Elle ne revêt en effet pas le caractère d’une décision définitive faisant grief et n’entre pas, en tant que telle, dans le champ du contrôle exercé par le juge saisi d’un recours contre la décision de recevabilité.
Il n’appartient dès lors pas à ce dernier de statuer sur le bien-fondé de l’orientation retenue par la commission, son office étant limité à l’examen des conditions de recevabilité du dossier.
Il résulte de ce qui précède que le présent recours ne peut porter que sur la seule question de la recevabilité du dossier, de sorte que les développements des parties relatifs au bien-fondé du prononcé d’une mesure de rétablissement personnel sans liquidation judiciaire, laquelle suppose la caractérisation d’une situation irrémédiablement compromise, sont inopérants à ce stade de la procédure.
Les demandes formées de ces chefs seront en conséquence rejetées comme étant mal fondées, et le dossier renvoyé à la commission de surendettement pour poursuite de la procédure.
Sur les dépens
En principe, en cette matière où la saisine du tribunal et la notification des décisions se font sans l’intervention d’un commissaire de justice et où le ministère d’avocat n’est pas obligatoire, il n’y a pas de dépens.

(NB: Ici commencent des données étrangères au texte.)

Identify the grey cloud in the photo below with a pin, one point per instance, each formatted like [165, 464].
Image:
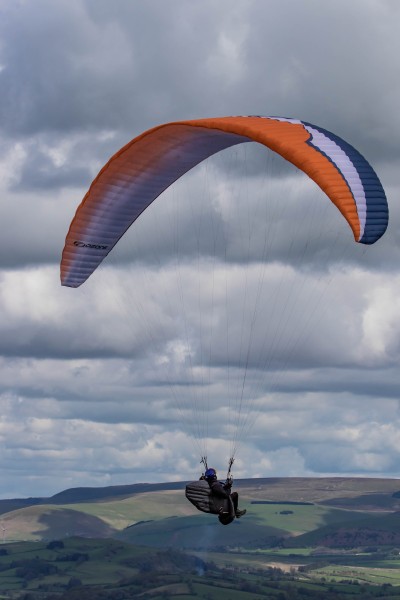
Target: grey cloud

En conséquence, si une partie a engagé des dépens, ceux-ci resteront à sa charge.
PAR CES MOTIFS
Statuant publiquement, par jugement réputé contradictoire rendu en dernier ressort,
DÉCLARE recevable le recours formé par la [5] à l’encontre de la décision de recevabilité de la demande de traitement de la situation de surendettement de Monsieur [O] [S] rendue par la commission de surendettement des particuliers du Bas-Rhin le 3 septembre 2024 ;
CONSTATE la bonne foi de Monsieur [O] [S] ;
CONSTATE la situation de surendettement de Monsieur [O] [S] ;
En conséquence,
DÉCLARE Monsieur [O] [S] recevable en sa demande de traitement de sa situation de surendettement ;
DEBOUTE les parties de leurs demandes tendant à voir prononcer ou écarter une mesure de rétablissement personnel sans liquidation judiciaire au profit de Monsieur [O] [S] ;
RENVOIE le dossier devant la commission de surendettement des particuliers du Bas-Rhin pour poursuite de la procédure ;
RAPPELLE qu’en vertu des articles L. 722-2 à L. 722-16 du Code de la consommation, la présente décision emporte :
suspension et interdiction des procédures d’exécution diligentées à l’encontre des biens du débiteur ainsi que des cessions des rémunérations consenties par celui-ci sur des dettes autres qu’alimentaires;interdiction pour le débiteur de faire tout acte qui aggraverait son insolvabilité et de payer en tout ou partie une créance autre qu’alimentaire y compris les découverts en compte nés antérieurement à la présente décision ;rétablissement des droits à l’allocation logement versée par la caisse d’allocations familiales le cas échéant ;interdiction pour le ou les établissements teneurs des comptes d’exiger remboursement du solde débiteur, de prélever des frais ou commissions sur des rejets d’avis de prélèvements postérieurs à la notification du présent jugement ;LAISSE à chacune des parties la charge des éventuels dépens par elle exposés ;
DIT que le présent jugement sera notifié par lettre recommandée avec avis de réception aux parties et adressé par lettre simple à la commission de surendettement des particuliers du Bas-Rhin ;
RAPPELLE que la présente décision est exécutoire de plein droit par provision ;
AINSI JUGÉ ET PRONONCÉ par mise à disposition au greffe aux jour, mois et an susdits et signé par le juge et le greffier.